On 6/18/2013 12:40, Алексей Павлов wrote:
1. The correct definition of executables belonging to Cygwin DLL.
Can you give an example of what you mean here?
This must be some kind of translation error, since executables never
belong to DLLs. The reverse is sometimes true, but mostly not.
2. Translating paths in arguments and environment variables to Windows
form for pure Win32 applications.
I don't see how Cygwin can reliably predict when and whether to do this.
That is why it provides cygpath(1). You, the user, use that tool when
you know you need a translation done.
3. In MSYS mode Cygwin need to be very portable
It would indeed be nice to have a portable Cygwin. That is, one that
could be run from a copied directory or USB key, without being formally
installed. Such a thing would need to solve the 3PP problem, though,
which is Hard (tm).
4. Ability to change OSNAME that controlled by uname function in Cygwin DLL.
Who needs this, and why?
5. Use shorted mount point options in /etc/fstab - only win32_path and
posix_path.
Why do you need this?
Doesn't it conflict with your point #3? A portable Cygwin would go out
of its way to avoid using /etc/fstab. I would guess that such a Cygwin
variant would simply provide an unchangeable default behavior, and you'd
have to be happy with it.
6. SYMLINKS. Now Cygwin can work with native symlinks but it cannot be
used in all situations. From the other side - Win32 applications
doesn't understand Cygwin symlinks. As fallback option we need to
create copies of files and directories instead symlinks.

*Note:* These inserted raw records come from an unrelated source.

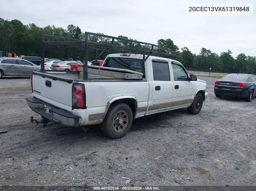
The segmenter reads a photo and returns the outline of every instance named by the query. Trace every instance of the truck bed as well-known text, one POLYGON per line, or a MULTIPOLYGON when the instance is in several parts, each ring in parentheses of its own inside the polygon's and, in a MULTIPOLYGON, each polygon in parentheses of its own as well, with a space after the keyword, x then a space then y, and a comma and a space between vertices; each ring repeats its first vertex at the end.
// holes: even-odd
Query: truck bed
MULTIPOLYGON (((83 69, 82 67, 78 67, 77 71, 51 70, 42 72, 68 79, 83 80, 83 69)), ((88 80, 141 80, 142 78, 142 73, 129 70, 90 65, 88 66, 88 80)))

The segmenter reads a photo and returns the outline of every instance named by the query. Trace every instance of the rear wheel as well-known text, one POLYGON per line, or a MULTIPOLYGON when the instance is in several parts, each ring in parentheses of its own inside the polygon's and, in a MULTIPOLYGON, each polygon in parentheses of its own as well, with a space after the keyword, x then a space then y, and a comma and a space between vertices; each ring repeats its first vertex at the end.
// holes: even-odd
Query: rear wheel
POLYGON ((198 94, 191 105, 188 107, 188 112, 191 114, 198 114, 202 109, 203 100, 202 94, 200 93, 198 94))
POLYGON ((249 102, 251 101, 252 98, 253 97, 253 91, 252 90, 249 92, 249 94, 245 98, 245 101, 249 102))
POLYGON ((130 130, 132 118, 131 110, 127 104, 122 103, 111 106, 101 124, 102 133, 111 138, 122 137, 130 130))
POLYGON ((4 72, 3 71, 0 70, 0 79, 1 79, 4 76, 4 72))

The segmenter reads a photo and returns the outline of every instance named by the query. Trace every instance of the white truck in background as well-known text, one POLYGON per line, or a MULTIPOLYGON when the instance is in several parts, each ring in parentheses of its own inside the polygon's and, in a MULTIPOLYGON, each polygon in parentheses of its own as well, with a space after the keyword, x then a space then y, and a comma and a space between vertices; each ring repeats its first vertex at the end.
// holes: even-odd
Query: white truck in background
MULTIPOLYGON (((113 139, 125 136, 134 119, 183 107, 192 114, 200 112, 207 97, 206 82, 190 77, 180 62, 161 57, 149 56, 142 73, 143 57, 109 54, 99 74, 88 75, 88 80, 79 71, 34 71, 32 97, 26 98, 27 103, 42 116, 41 123, 76 127, 100 124, 103 134, 113 139), (127 79, 100 77, 104 70, 128 68, 127 79)), ((88 71, 95 67, 88 65, 88 71)))

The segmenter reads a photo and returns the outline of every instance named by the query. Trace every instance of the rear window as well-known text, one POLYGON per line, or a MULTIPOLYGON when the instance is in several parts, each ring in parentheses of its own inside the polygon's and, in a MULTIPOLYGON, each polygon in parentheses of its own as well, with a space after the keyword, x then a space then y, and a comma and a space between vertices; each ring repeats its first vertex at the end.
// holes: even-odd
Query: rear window
POLYGON ((237 75, 237 74, 228 74, 221 78, 221 80, 232 80, 244 81, 245 81, 248 76, 244 75, 237 75))
POLYGON ((142 59, 123 57, 109 57, 107 58, 102 66, 142 72, 142 59))
POLYGON ((59 62, 58 63, 58 64, 65 64, 66 62, 63 61, 63 62, 59 62))

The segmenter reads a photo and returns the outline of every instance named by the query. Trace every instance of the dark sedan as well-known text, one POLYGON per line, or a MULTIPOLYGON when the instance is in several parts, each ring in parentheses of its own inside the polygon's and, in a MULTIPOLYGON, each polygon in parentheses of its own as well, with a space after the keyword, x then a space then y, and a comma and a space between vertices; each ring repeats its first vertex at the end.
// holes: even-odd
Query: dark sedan
POLYGON ((244 98, 251 101, 256 96, 256 76, 244 74, 230 74, 215 82, 214 93, 216 97, 244 98))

Copy semantics are not an acceptable fallback for ln. (Or where they
are, you can do your own copying.)
Example:
$ ln -s dir1 dir2
Cygwin decides it can't make the symlink, so it spends a lot of I/O and
disk space cloning the tree. Bad enough. But then:
$ vi dir2/somefile.txt
(make edits, :wq)
Now dir2/somefile.txt is not the same as dir1/somefile.txt.
This is going to break something, I'm sure of it.